Difficile de savoir si Marine Le Pen qui chante du Dalida avec des oreilles de chien sur Snapchat, cela séduit les jeunes, mais ce qui est certain c’est qu’elle doit sérieusement revoir ses goûts en matière de décoration d’intérieur ou du moins faire preuve de plus de discrétion en la matière quand elle poste des vidéos sur les réseaux sociaux. Parce qu’il faut bien reconnaître que la fresque offerte par la peintre militante russe Maria Katasonova représentant la patronne du FN encadrée par Vladimir Poutine et Donald Trump et portraiturée dans la meilleure tradition du réalisme socialiste, ça pique franchement les yeux…



         Rien, cependant, ne pourra égaler le détachement et le mojo de Benoit Hamon, auquel on décernera sans hésiter le prix « Jeune et cool 2017 » de la politique française.

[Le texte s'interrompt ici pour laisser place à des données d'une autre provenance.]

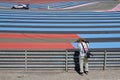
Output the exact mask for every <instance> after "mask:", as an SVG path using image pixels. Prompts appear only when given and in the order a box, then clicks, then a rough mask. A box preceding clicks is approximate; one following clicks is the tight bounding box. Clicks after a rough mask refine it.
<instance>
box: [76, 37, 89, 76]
mask: <svg viewBox="0 0 120 80" xmlns="http://www.w3.org/2000/svg"><path fill="white" fill-rule="evenodd" d="M77 42H78V49H79V53H80V55H79V64H80V74H81V75H82V76H83V73H85V74H88V58H87V57H86V56H87V52H88V47H89V44H88V41H86V40H84V39H78V40H77Z"/></svg>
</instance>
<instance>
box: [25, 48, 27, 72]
mask: <svg viewBox="0 0 120 80" xmlns="http://www.w3.org/2000/svg"><path fill="white" fill-rule="evenodd" d="M25 71H27V50H25Z"/></svg>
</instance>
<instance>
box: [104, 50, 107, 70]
mask: <svg viewBox="0 0 120 80" xmlns="http://www.w3.org/2000/svg"><path fill="white" fill-rule="evenodd" d="M106 60H107V51H106V50H105V51H104V70H106Z"/></svg>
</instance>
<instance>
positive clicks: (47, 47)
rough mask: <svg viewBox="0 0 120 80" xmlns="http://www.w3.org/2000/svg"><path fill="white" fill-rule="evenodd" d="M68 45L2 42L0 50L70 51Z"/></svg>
mask: <svg viewBox="0 0 120 80" xmlns="http://www.w3.org/2000/svg"><path fill="white" fill-rule="evenodd" d="M71 48H73V46H72V45H71V44H70V43H39V42H38V43H37V42H35V43H33V42H25V43H24V42H20V43H17V42H14V43H10V42H7V43H6V42H3V43H0V49H71Z"/></svg>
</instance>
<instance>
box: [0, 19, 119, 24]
mask: <svg viewBox="0 0 120 80" xmlns="http://www.w3.org/2000/svg"><path fill="white" fill-rule="evenodd" d="M0 21H2V22H0V23H3V21H4V22H6V23H8V22H7V21H10V22H14V23H15V22H21V21H22V22H35V23H37V22H45V23H47V22H54V23H55V22H69V23H70V22H86V23H87V22H91V23H92V22H94V23H98V22H99V23H101V22H103V23H105V22H108V23H114V22H115V23H120V20H64V19H63V20H35V19H34V20H33V19H31V20H30V19H29V20H14V19H0ZM82 24H83V23H82Z"/></svg>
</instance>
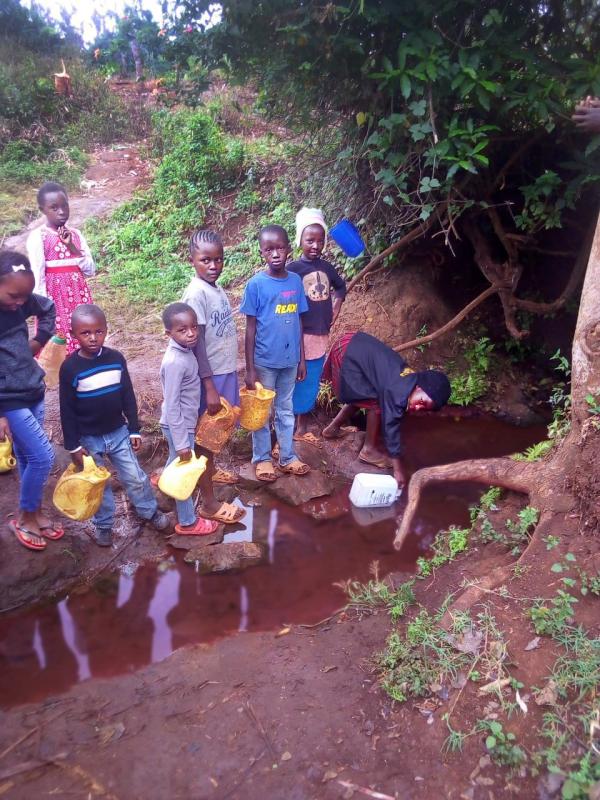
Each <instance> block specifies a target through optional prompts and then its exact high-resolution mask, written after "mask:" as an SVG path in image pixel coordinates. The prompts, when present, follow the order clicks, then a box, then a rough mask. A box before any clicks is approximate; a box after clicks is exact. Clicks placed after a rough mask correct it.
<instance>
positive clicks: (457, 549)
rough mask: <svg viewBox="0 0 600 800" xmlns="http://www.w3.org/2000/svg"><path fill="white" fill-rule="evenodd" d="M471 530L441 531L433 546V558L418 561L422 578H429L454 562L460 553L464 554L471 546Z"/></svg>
mask: <svg viewBox="0 0 600 800" xmlns="http://www.w3.org/2000/svg"><path fill="white" fill-rule="evenodd" d="M470 532H471V531H470V529H469V528H456V527H454V526H451V527H450V528H449V529H448V530H447V531H440V532H439V533H438V534H437V536H436V537H435V539H434V540H433V544H432V545H431V549H432V550H433V556H431V557H428V558H424V557H420V558H418V559H417V568H418V571H419V577H420V578H427V577H429V575H431V574H432V573H433V571H434V570H436V569H437V568H438V567H441V566H442V565H443V564H446V563H448V562H449V561H453V560H454V559H455V558H456V556H457V555H458V554H459V553H463V552H464V551H465V550H466V549H467V548H468V546H469V534H470Z"/></svg>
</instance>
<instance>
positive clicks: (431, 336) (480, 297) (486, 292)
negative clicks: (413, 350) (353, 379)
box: [392, 286, 501, 353]
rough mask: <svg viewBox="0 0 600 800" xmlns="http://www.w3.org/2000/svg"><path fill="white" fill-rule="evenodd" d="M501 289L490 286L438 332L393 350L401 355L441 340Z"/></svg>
mask: <svg viewBox="0 0 600 800" xmlns="http://www.w3.org/2000/svg"><path fill="white" fill-rule="evenodd" d="M500 289H501V287H500V286H488V288H487V289H486V290H485V291H484V292H482V293H481V294H480V295H478V296H477V297H476V298H475V299H474V300H471V302H470V303H469V305H468V306H465V307H464V308H463V310H462V311H460V312H459V313H458V314H457V315H456V316H455V317H453V318H452V319H451V320H450V321H449V322H447V323H446V324H445V325H443V326H442V327H441V328H438V330H437V331H434V332H433V333H430V334H428V335H427V336H421V337H420V338H418V339H411V340H410V342H405V343H404V344H399V345H398V346H397V347H394V348H392V349H393V350H395V351H396V352H397V353H400V352H401V351H402V350H408V349H409V348H410V347H417V346H418V345H421V344H427V343H428V342H433V341H434V340H435V339H439V338H440V336H444V334H446V333H448V332H449V331H451V330H453V328H456V326H457V325H459V324H460V323H461V322H462V321H463V319H464V318H465V317H466V316H468V315H469V314H470V313H471V311H473V309H474V308H477V306H478V305H480V304H481V303H483V301H484V300H487V299H488V297H491V296H492V295H493V294H496V293H497V292H499V291H500Z"/></svg>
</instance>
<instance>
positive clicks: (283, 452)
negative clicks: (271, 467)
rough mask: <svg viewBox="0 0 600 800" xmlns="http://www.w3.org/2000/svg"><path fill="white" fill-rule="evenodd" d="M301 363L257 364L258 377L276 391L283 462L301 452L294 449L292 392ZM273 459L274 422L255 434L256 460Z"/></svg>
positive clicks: (254, 448)
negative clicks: (273, 435)
mask: <svg viewBox="0 0 600 800" xmlns="http://www.w3.org/2000/svg"><path fill="white" fill-rule="evenodd" d="M297 374H298V365H295V366H293V367H283V368H282V369H271V367H261V366H259V365H258V364H256V377H257V378H258V380H259V381H260V382H261V383H262V385H263V386H264V387H265V388H267V389H274V390H275V392H276V396H275V400H274V401H273V406H274V410H275V433H276V435H277V441H278V442H279V463H280V464H281V465H282V466H285V465H286V464H289V463H290V462H292V461H294V460H295V459H296V458H297V456H296V452H295V450H294V440H293V436H294V409H293V404H292V395H293V394H294V386H295V385H296V376H297ZM270 460H271V426H270V422H267V424H266V425H265V426H264V427H263V428H261V429H260V430H258V431H255V432H254V433H253V434H252V462H253V463H254V464H256V463H257V462H259V461H270Z"/></svg>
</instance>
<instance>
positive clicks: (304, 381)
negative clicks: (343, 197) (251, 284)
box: [288, 208, 346, 447]
mask: <svg viewBox="0 0 600 800" xmlns="http://www.w3.org/2000/svg"><path fill="white" fill-rule="evenodd" d="M326 240H327V225H326V224H325V220H324V219H323V214H322V212H321V211H320V210H319V209H318V208H301V209H300V211H299V212H298V213H297V214H296V244H297V245H298V246H299V247H300V249H301V250H302V255H301V257H300V258H299V259H298V260H297V261H292V262H291V263H290V264H288V270H289V271H290V272H295V273H297V274H298V275H299V276H300V277H301V278H302V283H303V285H304V293H305V294H306V299H307V301H308V312H307V313H306V314H304V315H303V317H302V327H303V337H304V354H305V358H306V378H305V380H304V381H302V382H301V383H297V384H296V388H295V390H294V398H293V400H294V414H296V433H295V434H294V439H295V440H296V441H302V442H307V443H308V444H313V445H315V446H316V447H320V446H321V442H320V440H319V439H317V437H316V436H315V435H314V434H313V433H311V432H310V431H308V430H307V426H308V413H309V412H310V411H312V409H313V408H314V406H315V402H316V399H317V394H318V392H319V382H320V379H321V372H322V371H323V365H324V363H325V353H326V351H327V346H328V341H329V331H330V329H331V326H332V325H333V323H334V322H335V320H336V317H337V315H338V314H339V312H340V309H341V307H342V303H343V302H344V298H345V296H346V282H345V281H344V279H343V278H341V277H340V276H339V275H338V273H337V272H336V269H335V267H334V266H333V264H330V263H329V261H325V260H324V259H322V258H321V254H322V252H323V249H324V247H325V243H326ZM332 293H333V297H332Z"/></svg>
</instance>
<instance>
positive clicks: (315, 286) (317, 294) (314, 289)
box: [302, 270, 330, 303]
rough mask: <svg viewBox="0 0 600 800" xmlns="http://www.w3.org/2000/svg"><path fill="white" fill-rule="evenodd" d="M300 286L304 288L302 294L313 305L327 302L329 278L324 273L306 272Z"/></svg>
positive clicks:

Benoit sait faire plaisir à ceux qui lui posent les bonnes questions : « Pas besoin de 10 secondes pour vous dire qu’avec moi vous allez percevoir le Revenu Universel d’Existence ! », soit 600 € mininum pour les étudiants qui seront désormais au RUE et plus à la rue. « Et si mon cousin du bled Hamid vient en Erasmus, demande un autre internaute inquiet de connaître le degré d’ouverture du candidat socialiste, il pourra toucher le Revenu Universel aussi ? » Aucun problème répond Benoit Hamon, il faut juste attendre, pour que le cousin Hamid puisse s’inscrire en Erasmus, que l’Union Européenne se soit étendue au-delà de la Méditerranée. En plus d’être un esprit tellement ouvert, Benoit Hamon promet la légalisation du cannabis dès son arrivée au pouvoir, que demander de plus ? Et son filtre Snapchat préféré, c’est la couronne de fleur sur la tête, « parce que je ne suis pas avec les écolos pour rien, alors FLOWER POWER ! » 


         Pas étonnant qu’en étant aussi cool, Hamon fasse tourner les têtes. « Je sais pas si tu fais battre le cœur de la France mais tu fais battre le mien », lui confie une jeune amoureuse transie dans une vidéo en forme de déclaration d’amour. Face à un tel séducteur, Emmanuel « Prince Vaillant » Macron fait pâle figure dans son interview Snapchat avec son filtre déformant tout pourri et son slogan moisi : « Votez pour moi parce que c’est votre projet ! » Bon, il a une maquette de la fusée Ariane dans son bureau, c’est bien mignon mais ça ne suffira pas pour égaler le sex-appeal de Benoit Hamon qui prévient quand même : « Pour prendre un bain avec moi, il faut être sérieusement qualifié ! Ma femme et mes filles. Point barre. » Mélenchon a du juger de son côté qu’Hamon n’était lui-même pas assez qualifié pour partager le même bain avec lui. Dépité le candidat socialiste devra se contenter jusqu’au bout de Yannick Jadot…et peut-être de la star d’internet JérémStar qui propose au socialiste, non pas de prendre un bain avec lui, mais de partager une douche froide. Ce qu’ils peuvent être mauvais ces jeunes quand même… 


         Pendant ce temps, dans la vraie vie de la vraie réalité, un policier a été abattu et deux autres blessés par un enragé islamiste sur les Champs-Elysée dans la soirée de jeudi. La fin de la récré vient à nouveau de sonner tragiquement et la campagne s’achève brutalement en passant sans coup férir de la clownerie au drame tandis que le retour du réel pulvérise à nouveau le miroir aux alouettes de la com’.
         Non, décidément, on n’imaginerait pas le général de Gaulle sur Snapchat. On ne l’imaginerait d’ailleurs pas plus faire campagne en 2017.